How do you make yourself keep taking medication with unpleasant side effects?

I have to take a medication for 12 months to fix a seriously physically debilitating/disabling but not life-threatening medical condition.

Unfortunately, the medication causes
- mental tiredness;
- difficulty concentrating, spacey-ness, short term memory problems;
- drowsiness;
- nausea;
- vomiting;
- physical tiredness;
- disrupted sleep;
- vivid dreams;
- headache;
- diarrhea;
- balance problems.

It can also make your hair fall out.

My Dr has emphasized that while this medication will help me in the long term, it will make me feel much worse in the short-term and medium-term.

How do you keep making yourself take a medication with unpleasant side effects for a whole 12 months?
posted by Year of meteors to Health & Fitness (16 answers total) 4 users marked this as a favorite
 
Figure out ways to reward yourself and to keep track of the fact that you're making progress.

I like to make sticker charts for long-term goals, especially the unpleasant ones. It makes me recognize that I've gotten through one more day/week/episode/whatever every time I put a sticker up. It also provides a handy visual reference of how many bites I've taken of the metaphorical elephant. (If you get the bulk packs for teachers, you can get a big variety of small stickers very inexpensively.)
posted by Blue Jello Elf at 10:05 PM on July 20, 2015 [2 favorites]


It's not quite the answer you're looking for but how about getting a second opinion for starters?

Perhaps you can promise yourself that you're going to try it for the year but allow yourself to stop if it isn't working or isn't working as well as you'd hoped? (Of course, you'd do with with medical assistance.)

Imagine how your life will be better in a year once it becomes fully effective?

Think of ways to treat yourself as you make progress?

Reach out to others who take the same medicine and find reassurance in their shared experiences?

Would looking into new hairstyles, hair decorations or scarves help make you feel better or worse? You certainly don't have to if it makes you unhappy but preparing now might make you feel more empowered if there is hair loss?

I'm sorry the medicine takes so long to kick in and that the potential side effects are so rough.
posted by smorgasbord at 10:09 PM on July 20, 2015 [1 favorite]


This sounds really difficult, and I am sorry to hear that you are in this situation.

How about a year long savings goal to go along with it, and then a huge reward like a holiday at the end?

Track your progress of both goals so you can see how wonderfully you are doing.

Start a blog or online diary? Some days will be better than others and it can be helpful to read back over your own experiences.

Seconding a support group too.
posted by Youremyworld at 10:17 PM on July 20, 2015 [2 favorites]


There's a point where you're taking medications to deal with the side effects of other medications to deal with the side effects of yet other medications, and that way can lead to madness, but there may be some medical approaches to deal with specific side effects that are more severe. For instance, if you have a lot of trouble with nausea and vomiting, there are drugs that can help with that if necessary. If you have trouble with disrupted sleep, there are both drugs and CBT approaches to help you make the most of your nighttime hours. Diarrhea can be helped through diet and medicines.

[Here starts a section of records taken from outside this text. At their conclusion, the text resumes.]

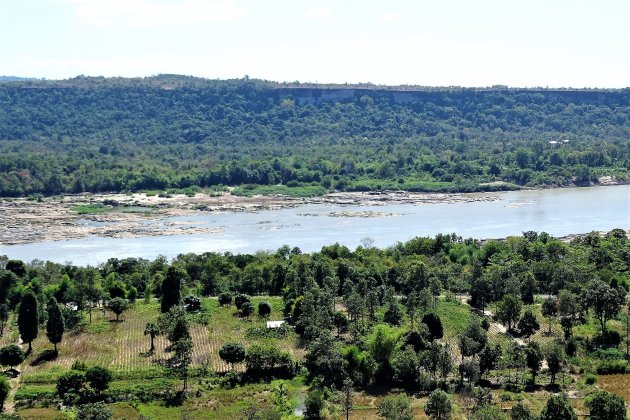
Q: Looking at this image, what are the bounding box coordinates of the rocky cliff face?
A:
[275,87,630,106]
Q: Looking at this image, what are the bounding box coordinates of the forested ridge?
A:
[0,75,630,196]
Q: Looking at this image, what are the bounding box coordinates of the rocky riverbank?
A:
[0,191,498,245]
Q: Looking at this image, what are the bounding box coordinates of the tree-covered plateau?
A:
[0,75,630,196]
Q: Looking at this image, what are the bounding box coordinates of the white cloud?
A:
[70,0,247,28]
[378,13,400,22]
[304,6,332,19]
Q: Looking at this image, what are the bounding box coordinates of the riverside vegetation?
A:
[0,229,630,419]
[0,75,630,196]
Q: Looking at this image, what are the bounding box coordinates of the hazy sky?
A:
[0,0,630,87]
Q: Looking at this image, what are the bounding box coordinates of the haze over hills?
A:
[0,75,630,195]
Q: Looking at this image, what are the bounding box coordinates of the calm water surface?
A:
[0,185,630,265]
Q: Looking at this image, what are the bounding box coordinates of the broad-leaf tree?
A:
[18,290,39,353]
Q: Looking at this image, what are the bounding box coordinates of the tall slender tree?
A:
[161,265,186,313]
[46,297,66,353]
[18,290,39,353]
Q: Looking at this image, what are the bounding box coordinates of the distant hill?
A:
[0,75,630,195]
[0,76,37,82]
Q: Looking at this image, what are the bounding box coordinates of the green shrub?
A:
[597,360,628,375]
[584,373,597,385]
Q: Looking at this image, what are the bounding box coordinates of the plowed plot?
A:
[20,298,303,382]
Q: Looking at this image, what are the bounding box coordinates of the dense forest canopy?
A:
[0,75,630,196]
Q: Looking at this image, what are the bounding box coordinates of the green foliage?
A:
[378,392,413,420]
[107,297,129,321]
[304,389,324,420]
[422,313,444,341]
[470,405,507,420]
[424,389,453,420]
[85,366,112,393]
[0,75,630,199]
[586,391,627,420]
[76,401,113,420]
[517,309,540,337]
[219,343,245,365]
[46,297,65,351]
[597,360,630,375]
[160,265,188,314]
[0,375,11,411]
[57,370,85,404]
[258,301,271,317]
[219,292,232,306]
[540,394,577,420]
[510,402,536,420]
[17,290,39,352]
[496,295,523,330]
[0,344,26,367]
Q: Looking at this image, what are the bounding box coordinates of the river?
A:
[0,185,630,265]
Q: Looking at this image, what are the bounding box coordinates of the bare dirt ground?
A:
[0,191,498,245]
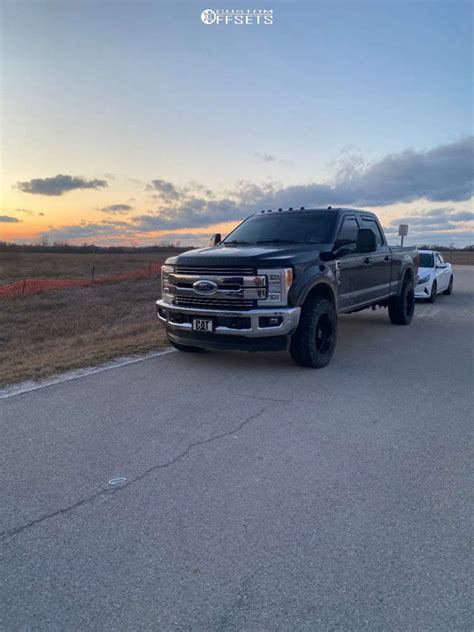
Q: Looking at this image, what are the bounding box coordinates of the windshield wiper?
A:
[256,239,299,244]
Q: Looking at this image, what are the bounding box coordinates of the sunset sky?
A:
[0,0,474,246]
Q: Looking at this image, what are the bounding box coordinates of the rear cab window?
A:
[418,252,434,268]
[362,216,384,248]
[336,215,359,257]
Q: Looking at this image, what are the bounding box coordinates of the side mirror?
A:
[357,228,377,253]
[209,233,222,248]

As you get used to the medication, you'll start to get an idea of how it effects you and I hope your doctor is open to working with you to deal with the most bothersome side effects to the extent practical.
posted by zachlipton at 10:22 PM on July 20, 2015 [3 favorites]


Response by poster: In case it was ambiguous: the side effects above aren't potential side effects, they're all [with the exception of hairloss] side effects that I have already experienced since I started this med regime.
posted by Year of meteors at 10:35 PM on July 20, 2015 [1 favorite]


Oh hey, you sound like me, except for the fact my meds don't give me short-term memory loss or balance problems and they do weaken my fingernails (part of the same effect that may get my hair over time). And I don't have a twelve-month deadline after which I get to stop taking them. I've been on them for several years. I also take a separate medication to reduce side effects. You might see if that's an option for you.

Yeah, it really, really sucks. The alternative for me is that I could keep having severe and painful eye problems (for which I take additional debilitating medications) and ultimately go blind in one or both eyes. For me it's eyes on the prize, quite literally. Hang in there and count the days until you're done, offer yourself a big prize at the end, and treat yourself gently while you're taking the meds. Let other people do things for you and cut back on your burdens. Say no to things you don't want to do. Try intermittent prizes, sticker chains, etc, if that kind of thing works for you in other areas of your life.

Best of luck to you for a successful resolution to your condition.
posted by immlass at 10:49 PM on July 20, 2015 [3 favorites]


Have you ever decided to go to the gym and stick with it?

Oh fuck it hurts. I have to do extra laundry. People at the gym look at me when I can't do what they do. My feet smell. My calves, my calves. And in a few months I will look awesome.

Same deal here. What's happening right now sucks everything. I feel like ass. And soon, I don't have to feel like this anymore AND I don't have to feel like $diagnosis anymore. Short term pain, long term gain. I will be so much happier when this is over.

That sounds super glib, and I understand (from experience) that it's just not that easy. And at the end of the day that's what it boils down to: sucks now, better later.

Maybe it could be useful for you to write down everything that's going to be better when this is over. Literally write it down. Put it somewhere you'll see it every day. "Sucks now, and 365 minus n days from now, everything's going to be better."

Also, important: give yourself permission to be unhappy about it. Let yourself feel "oh my fucking shit this sucks everything. I hate pooping like this."

And! "In a few months this will be over and things will be better because XYZ."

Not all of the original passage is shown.